Available Now – HEAT OF THE MOMENT – a global warming documentary
Heat Of The Moment: Inside Out is a one-hour, news-friendly special report from WBUR’s award-winning Inside Out Documentaries. It comes just as the world prepares for the most important meeting on climate change in a decade, starting on December 7th, in Copenhagen.
This thorough, sound-rich program gives listeners a firsthand sense of the human costs of global warming right now, and a look at the future from the perspective of the world’s leading climate-change experts. The listeners’ experience will be enhanced by the program’s website, http://www.insideout.org, and an accompanying website on climate change produced by the Pulitzer Center on Crisis Reporting, http://www.turninguptheheat.net.
Most people think of climate change as a gradual warming of Earth’s atmosphere. They are wrong in two respects. First, it is not “gradual.” Scientists see Earth’s warming as startlingly rapid in the context of geologic time. Second, there’s much more to climate change than warming. There’s sea level rise, disruptive changes in weather patterns, and intensification of existing weather extremes. To millions of people around the world, these impacts of global warming have already begun, and are becoming increasingly severe.
In Heat Of The Moment: Inside Out, science journalist Daniel Grossman takes us to places where the effects of climate change are acutely felt:
- Paris: The August 2003 heat wave killed 40,000 people across Europe. Why did Parisians suffer disproportionately, and what measures are being taken to protect the population in the heat waves to come?

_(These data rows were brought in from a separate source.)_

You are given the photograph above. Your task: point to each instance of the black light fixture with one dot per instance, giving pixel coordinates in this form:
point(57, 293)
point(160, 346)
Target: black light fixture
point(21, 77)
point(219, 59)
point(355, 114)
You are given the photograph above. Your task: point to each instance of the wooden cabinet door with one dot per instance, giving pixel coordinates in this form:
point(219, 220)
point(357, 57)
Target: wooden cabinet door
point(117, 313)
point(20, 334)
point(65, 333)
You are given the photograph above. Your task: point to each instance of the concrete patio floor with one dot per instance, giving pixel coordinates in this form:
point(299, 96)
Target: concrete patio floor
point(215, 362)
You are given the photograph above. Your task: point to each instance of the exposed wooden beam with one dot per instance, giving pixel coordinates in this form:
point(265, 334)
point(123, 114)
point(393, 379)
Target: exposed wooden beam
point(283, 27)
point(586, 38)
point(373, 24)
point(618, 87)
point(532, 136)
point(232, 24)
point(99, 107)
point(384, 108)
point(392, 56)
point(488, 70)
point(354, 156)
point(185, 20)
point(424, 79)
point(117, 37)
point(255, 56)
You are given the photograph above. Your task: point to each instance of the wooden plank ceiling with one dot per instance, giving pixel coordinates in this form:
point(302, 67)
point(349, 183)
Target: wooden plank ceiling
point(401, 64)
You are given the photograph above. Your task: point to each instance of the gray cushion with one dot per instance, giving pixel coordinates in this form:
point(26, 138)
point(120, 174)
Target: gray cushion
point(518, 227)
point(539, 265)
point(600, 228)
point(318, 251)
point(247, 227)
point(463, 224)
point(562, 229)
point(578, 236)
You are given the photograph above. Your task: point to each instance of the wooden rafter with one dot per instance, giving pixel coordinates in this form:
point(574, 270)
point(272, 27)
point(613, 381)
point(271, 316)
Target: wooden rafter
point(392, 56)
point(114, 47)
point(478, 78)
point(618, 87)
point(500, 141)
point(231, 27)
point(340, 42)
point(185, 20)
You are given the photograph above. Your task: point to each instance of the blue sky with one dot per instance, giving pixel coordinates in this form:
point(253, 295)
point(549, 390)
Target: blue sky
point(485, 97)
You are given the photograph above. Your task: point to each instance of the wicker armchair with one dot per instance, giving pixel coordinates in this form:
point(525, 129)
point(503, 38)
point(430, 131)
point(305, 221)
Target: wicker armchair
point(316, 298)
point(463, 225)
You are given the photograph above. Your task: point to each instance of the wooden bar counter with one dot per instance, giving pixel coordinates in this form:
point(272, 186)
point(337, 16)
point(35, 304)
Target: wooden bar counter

- India & Bangladesh: These low-lying coastlines, home to hundreds of millions, are threatened not only by rising sea levels, but also by more intense storms, flooding, erosion. How can these relatively poor but fast-growing nations cope with loss of habitat and arable land, and confront issues of food security and environmental migration?
- South Africa: Global warming is intensifying drought in this already dry country. What will become of the large number of subsistence farmers as water supplies dwindle? Is there a scientific solution in crops genetically engineered to withstand drought?
Daniel Grossman’s previous Inside Out Documentary, “Meltdown: Inside Out,” received the 2008 Science Journalism award from the American Academy for the Advancement of Science.
[Grossman did] an outstanding job of reporting the science of global warming in ice sheets, mountain glaciers and sea ice. — Mary Knudson, The Johns Hopkins University.